Late Monday afternoon, the Supreme Court issued a “Stay” with regard to an order from a South Carolina federal district court judge who rewrote a provision of South Carolina election law due to the impact of COVID 19.
Judge Julianna Michelle Childs, an appointee of President Obama, granted an injunction for Plaintiffs preventing the South Carolina election officials from enforcing a provision of South Carolina election law requiring a witness signature on an absentee ballot envelope. Judge Childs set forth the relief being sought by the plaintiffs as follows:
The instant Motion seeks to enjoin four provisions related to absentee voting in South Carolina. Plaintiffs allege that the application of three of these provisions during the COVID-19 pandemic violates the United States Constitution and federal law and seek injunctive relief solely for the upcoming November 2020 General Election. The three provisions at issue include: the requirement that another individual must witness a voter’s signature on an absentee ballot envelope for the ballot to be counted (“Witness Requirement”).
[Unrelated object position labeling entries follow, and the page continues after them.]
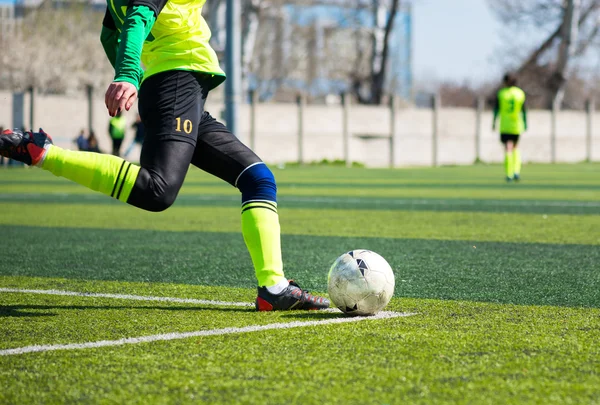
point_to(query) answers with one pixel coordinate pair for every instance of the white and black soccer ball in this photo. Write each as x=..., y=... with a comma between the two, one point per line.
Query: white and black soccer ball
x=360, y=282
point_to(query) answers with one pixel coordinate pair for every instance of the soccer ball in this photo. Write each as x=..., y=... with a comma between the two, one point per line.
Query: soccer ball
x=360, y=282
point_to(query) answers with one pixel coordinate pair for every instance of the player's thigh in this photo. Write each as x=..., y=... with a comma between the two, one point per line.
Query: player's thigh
x=170, y=106
x=221, y=153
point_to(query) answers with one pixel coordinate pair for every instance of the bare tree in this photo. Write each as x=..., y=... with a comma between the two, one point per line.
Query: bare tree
x=55, y=51
x=572, y=26
x=369, y=88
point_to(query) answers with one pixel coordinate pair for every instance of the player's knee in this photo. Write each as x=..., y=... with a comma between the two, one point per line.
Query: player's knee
x=257, y=183
x=153, y=193
x=160, y=202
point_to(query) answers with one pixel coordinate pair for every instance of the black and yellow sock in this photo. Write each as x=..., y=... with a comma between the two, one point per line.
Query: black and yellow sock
x=107, y=174
x=517, y=161
x=261, y=231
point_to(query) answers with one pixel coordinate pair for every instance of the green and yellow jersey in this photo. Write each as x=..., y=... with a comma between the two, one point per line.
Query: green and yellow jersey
x=162, y=34
x=510, y=106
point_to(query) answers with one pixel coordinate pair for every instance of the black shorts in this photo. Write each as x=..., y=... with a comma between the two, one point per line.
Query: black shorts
x=171, y=106
x=504, y=138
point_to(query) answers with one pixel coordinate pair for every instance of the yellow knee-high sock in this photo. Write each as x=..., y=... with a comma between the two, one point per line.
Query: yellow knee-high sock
x=508, y=165
x=107, y=174
x=517, y=161
x=261, y=231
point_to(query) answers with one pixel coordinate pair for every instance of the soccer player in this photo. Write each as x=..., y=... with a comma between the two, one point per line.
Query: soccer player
x=510, y=105
x=171, y=39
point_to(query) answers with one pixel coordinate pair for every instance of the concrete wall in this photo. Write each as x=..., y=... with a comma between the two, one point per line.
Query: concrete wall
x=277, y=131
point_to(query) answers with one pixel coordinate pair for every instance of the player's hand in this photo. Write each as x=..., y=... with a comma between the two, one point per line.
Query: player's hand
x=119, y=96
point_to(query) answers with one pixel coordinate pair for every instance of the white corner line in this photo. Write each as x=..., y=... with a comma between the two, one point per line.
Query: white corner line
x=128, y=297
x=185, y=335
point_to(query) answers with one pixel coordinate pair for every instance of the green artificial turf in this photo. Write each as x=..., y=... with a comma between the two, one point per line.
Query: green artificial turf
x=503, y=281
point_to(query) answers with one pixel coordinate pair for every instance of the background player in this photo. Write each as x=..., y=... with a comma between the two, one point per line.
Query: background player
x=171, y=39
x=510, y=106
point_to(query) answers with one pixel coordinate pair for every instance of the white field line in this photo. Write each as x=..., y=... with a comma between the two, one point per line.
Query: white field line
x=175, y=336
x=129, y=297
x=365, y=200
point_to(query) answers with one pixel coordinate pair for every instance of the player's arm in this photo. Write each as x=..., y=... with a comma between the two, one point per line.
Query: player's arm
x=139, y=19
x=138, y=24
x=109, y=38
x=496, y=112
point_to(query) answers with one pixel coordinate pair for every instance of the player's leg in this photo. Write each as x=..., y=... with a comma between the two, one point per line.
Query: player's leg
x=516, y=157
x=153, y=186
x=221, y=154
x=508, y=143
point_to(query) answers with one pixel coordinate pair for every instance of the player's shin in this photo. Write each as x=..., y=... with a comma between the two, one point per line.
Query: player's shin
x=107, y=174
x=260, y=225
x=508, y=165
x=261, y=231
x=517, y=161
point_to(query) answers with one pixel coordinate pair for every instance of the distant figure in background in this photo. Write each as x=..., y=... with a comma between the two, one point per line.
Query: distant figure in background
x=510, y=105
x=2, y=157
x=81, y=141
x=138, y=126
x=116, y=130
x=93, y=143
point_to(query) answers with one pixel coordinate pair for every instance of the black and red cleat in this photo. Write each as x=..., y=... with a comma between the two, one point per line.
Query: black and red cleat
x=292, y=298
x=28, y=147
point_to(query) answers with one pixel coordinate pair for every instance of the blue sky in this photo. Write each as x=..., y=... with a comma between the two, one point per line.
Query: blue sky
x=452, y=40
x=455, y=40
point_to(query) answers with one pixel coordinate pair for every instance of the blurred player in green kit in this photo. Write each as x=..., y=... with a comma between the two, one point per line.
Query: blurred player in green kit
x=171, y=39
x=510, y=106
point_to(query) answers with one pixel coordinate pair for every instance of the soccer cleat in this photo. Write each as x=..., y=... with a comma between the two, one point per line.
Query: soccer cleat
x=28, y=147
x=293, y=297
After about 60 pages of legal sophistry, Judge Childs finally gets around to holding the same way every other Obama-appointed Judge has held — that COVID 19 changes everything. Election law requirements that are fine without a pandemic, are unconstitutional infringements on the right to vote under the Fourteenth Amendment with a pandemic. But everything will be fine again when Donald Trump is no longer running for re-election:
….the court GRANTS Plaintiffs’ Motion for Injunction as to the Witness Requirement and ENJOINS Defendants, their respective agents, officers, employees, successors, and all persons acting in concert with each or any of them, from enforcing the Witness Requirement set forth in S.C. Code Ann. § 7-15-380, and from enforcing the Witness Requirement set forth in any other South Carolina statutes, on registered absentee voters only during the November 2020 General Election occurring in the State of South Carolina.
But the Supreme Court’s emergency “stay” prevents Judge Childs’ order from being enforced — and does so in terms that make it absolutely clear the state election law on requiring signatures on absentee ballot envelopes will be enforced four weeks from now.
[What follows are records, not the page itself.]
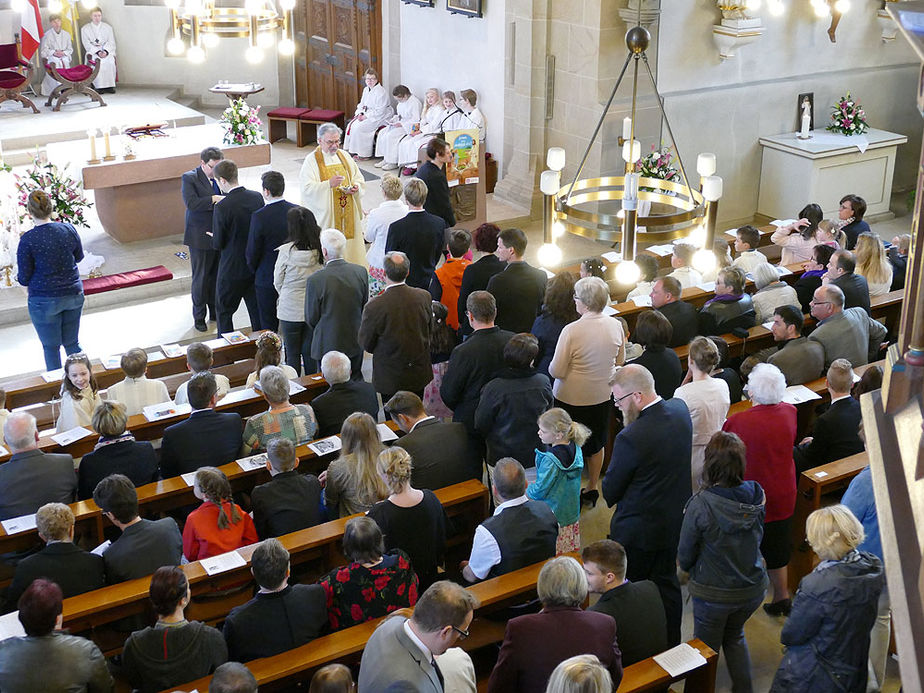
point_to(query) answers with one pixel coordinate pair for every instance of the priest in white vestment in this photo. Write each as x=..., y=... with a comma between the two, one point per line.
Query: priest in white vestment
x=56, y=48
x=399, y=127
x=373, y=111
x=332, y=187
x=99, y=44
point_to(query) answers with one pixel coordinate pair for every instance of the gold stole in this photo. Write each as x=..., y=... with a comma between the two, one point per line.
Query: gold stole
x=344, y=215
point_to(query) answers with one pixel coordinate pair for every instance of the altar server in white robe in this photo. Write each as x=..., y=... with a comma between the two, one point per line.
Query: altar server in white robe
x=56, y=48
x=468, y=103
x=399, y=127
x=99, y=44
x=373, y=111
x=428, y=126
x=332, y=187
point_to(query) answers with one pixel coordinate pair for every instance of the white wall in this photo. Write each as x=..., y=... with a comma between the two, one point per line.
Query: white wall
x=453, y=52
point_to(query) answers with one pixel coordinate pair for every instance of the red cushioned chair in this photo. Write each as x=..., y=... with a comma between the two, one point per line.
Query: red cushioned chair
x=14, y=76
x=73, y=80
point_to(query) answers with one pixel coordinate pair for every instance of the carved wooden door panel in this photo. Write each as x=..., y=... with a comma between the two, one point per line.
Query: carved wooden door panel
x=337, y=40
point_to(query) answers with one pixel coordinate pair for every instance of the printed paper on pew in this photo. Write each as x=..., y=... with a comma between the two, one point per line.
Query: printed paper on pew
x=679, y=660
x=223, y=563
x=101, y=549
x=253, y=462
x=165, y=410
x=53, y=376
x=796, y=394
x=325, y=446
x=68, y=437
x=10, y=626
x=22, y=523
x=385, y=433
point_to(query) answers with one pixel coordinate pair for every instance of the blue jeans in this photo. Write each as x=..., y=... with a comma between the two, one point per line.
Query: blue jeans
x=720, y=624
x=57, y=322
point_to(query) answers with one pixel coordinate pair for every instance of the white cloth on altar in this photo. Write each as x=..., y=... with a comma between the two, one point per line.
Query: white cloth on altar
x=399, y=127
x=376, y=107
x=96, y=38
x=429, y=127
x=318, y=196
x=52, y=42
The application for stay presented to THE CHIEF JUSTICE and by him referred to the Court is granted in part, and the district court’s September 18, 2020 order granting a preliminary injunction is stayed pending disposition of the appeal in the United States Court of Appeals for the Fourth Circuit and disposition of the petition for a writ of certiorari, if such writ is timely sought.
In no uncertain terms, that means that Judge Childs’ order will not be enforced until after the Sixth Circuit has heard and decided the appeal of her Order by election officials in South Carolina. That won’t be happening in only four weeks — but just in case it does, the order won’t go into effect if upheld until disposition on a petition for writ of certiorari is heard and disposed of in the Supreme Court — and that is CERTAIN to not happen in the next four weeks.
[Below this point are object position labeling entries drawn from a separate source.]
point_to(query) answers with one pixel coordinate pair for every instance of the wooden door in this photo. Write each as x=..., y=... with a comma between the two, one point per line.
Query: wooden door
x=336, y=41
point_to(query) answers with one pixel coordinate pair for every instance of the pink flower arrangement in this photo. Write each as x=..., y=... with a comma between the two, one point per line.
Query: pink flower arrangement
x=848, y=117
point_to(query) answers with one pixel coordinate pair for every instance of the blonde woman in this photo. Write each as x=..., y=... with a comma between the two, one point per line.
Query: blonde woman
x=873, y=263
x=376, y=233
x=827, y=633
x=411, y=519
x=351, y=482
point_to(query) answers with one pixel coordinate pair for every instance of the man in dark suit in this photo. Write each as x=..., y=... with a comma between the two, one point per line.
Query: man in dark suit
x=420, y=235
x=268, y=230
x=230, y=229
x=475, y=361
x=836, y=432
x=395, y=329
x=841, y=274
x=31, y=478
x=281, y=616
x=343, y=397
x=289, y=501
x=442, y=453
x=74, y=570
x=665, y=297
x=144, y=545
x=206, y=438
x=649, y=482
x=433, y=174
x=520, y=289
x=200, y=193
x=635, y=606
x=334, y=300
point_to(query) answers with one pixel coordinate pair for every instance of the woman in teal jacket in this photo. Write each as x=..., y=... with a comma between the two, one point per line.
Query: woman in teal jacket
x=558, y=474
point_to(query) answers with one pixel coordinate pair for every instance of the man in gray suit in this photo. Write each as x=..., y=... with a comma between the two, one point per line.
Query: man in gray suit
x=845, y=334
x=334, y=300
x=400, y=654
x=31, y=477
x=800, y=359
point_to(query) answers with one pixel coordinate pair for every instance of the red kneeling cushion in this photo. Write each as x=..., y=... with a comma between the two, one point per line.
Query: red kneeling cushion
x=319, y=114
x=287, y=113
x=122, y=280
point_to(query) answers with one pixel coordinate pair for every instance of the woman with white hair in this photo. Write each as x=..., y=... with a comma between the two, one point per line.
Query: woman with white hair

This is a”shot across the bow” to the federal district court judges — Obama appointees all — who have been rewriting state election laws over the last days and weeks, using the COVID 19 pandemic to make changes that have been sought in near totality by Democrat party interest groups.
I have a very strong suspicion this one Order issued by the Court will trigger a flood of “Emergency Stay” applications from the defendants in states where federal court litigation asserting Fourteenth Amendment claims has been used to rewrite state election laws. The Order issued by Justice Kavanaugh provides a very simple template for the Court to respond in serialized fashion and put a stop to the election-eve “jerry-rigging” of individual state election procedures in order to improve the chances of a favorable outcome from Democrat candidates — including Joe Biden.